# Snail control question. Salt or Copper?



## SyndicateX (May 19, 2007)

I have a trumpet snail problem. There are so many, manual removal is not working or even putting a dent in the population. The clown loach and yoyo loach I have are not helping and the bioload on the filter is too large. I don’t use any chemicals in my tanks, and I have been told that adding copper will prevent me from using it as a saltwater tank in the future as well as kill any inverts in the tank such as shrimp. I do not have any at the moment. My plan was to move all the plants and fish to a quarantine tank and then salt the heck out of the tank. I am not sure if this will work or how long it will take. Is this an adequate solution? Looking for additional suggestions/comments.


----------



## trenac (Jul 16, 2004)

Have you tried using a lettuce leaf to lure the snails out and then remove the leaf w/snails from the tank. This along with reducing the amounts being feed to the fish, should cut their numbers down. It may take a few weeks though.


----------



## dodgefreak8 (Jul 26, 2006)

feed your fish the least amount of food as possible and make sure NO food is left on the bottom after 5mins . MTS are almost impossible to kill because they have a trap door that seals them off from most chemicals. I used a HUGE overdose of the had-a-snail killer and it didn't even touch them. Yuo have to limit the feedings until they are reduced in numbers and remove the rest with a trap as suggested before.


----------



## John N. (Dec 11, 2005)

If you are removing all the fish and plants out, you might as well go ahead and clean the tank completely. I ran extremely hot tap water through my substrate (Eco complete) and that killed all the snails.

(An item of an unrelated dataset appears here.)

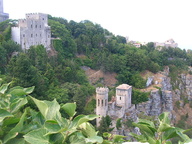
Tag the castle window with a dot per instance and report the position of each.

Just make sure you don't introduce any snails from the plants you took out in the beginning.

-John N.


----------



## Homer_Simpson (Apr 2, 2007)

I don't know how big your tank is, but if it is at least a 20 gallon, you may want to look into getting a Raphael Cat Fish(aka: Talking Catfish http://www.aquahobby.com/gallery/e_costatus.php.) This otherwise docile fish is known to eat snails whole and poop out the shells.

Regards


----------



## Yeaulman (Jun 23, 2005)

I used yoyo loaches but over time when the snail population decreased I noticed an increase in their aggression.


----------



## NatalieT (Mar 20, 2007)

Since you're planning to take out the plants and fish, can you empty the water from the tank and let it dry out for a while? I don't know how long the snails can live out of water, but I imagine they'd die eventually.


----------



## Laith (Sep 4, 2004)

dodgefreak8 is on the right track IMO. I've always found that an overpopulation of snails is due to overfeeding.


----------



## JG06 (Nov 5, 2006)

Borrow some cichlids. 

I tried to introduce MTS to my cichlid aquarium and my tilapia and convicts ate every snail I dropped in.


----------



## Rob Tetrazona (Jun 21, 2005)

Chemicals are bad if you plan on keeping anything in the tank without emptying it out completely and may get undesirable results. Thinning the water out with RO water wears down on the shell due to lack of macros eventually getting the achieve result over time. Less overfeeding & manual removal via baiting w/ veggies will get you into shape in no time. As good as you clean the tank, you may never get rid of snails do reintroduction by plants, net, or otherwise. Temporary visits from Goldfish are another option. Now go with what you know to keep them in control and stay on top of it if need be.


----------



## mistergreen (Mar 3, 2007)

a bit of aquarium salt & manually removing them helps.


----------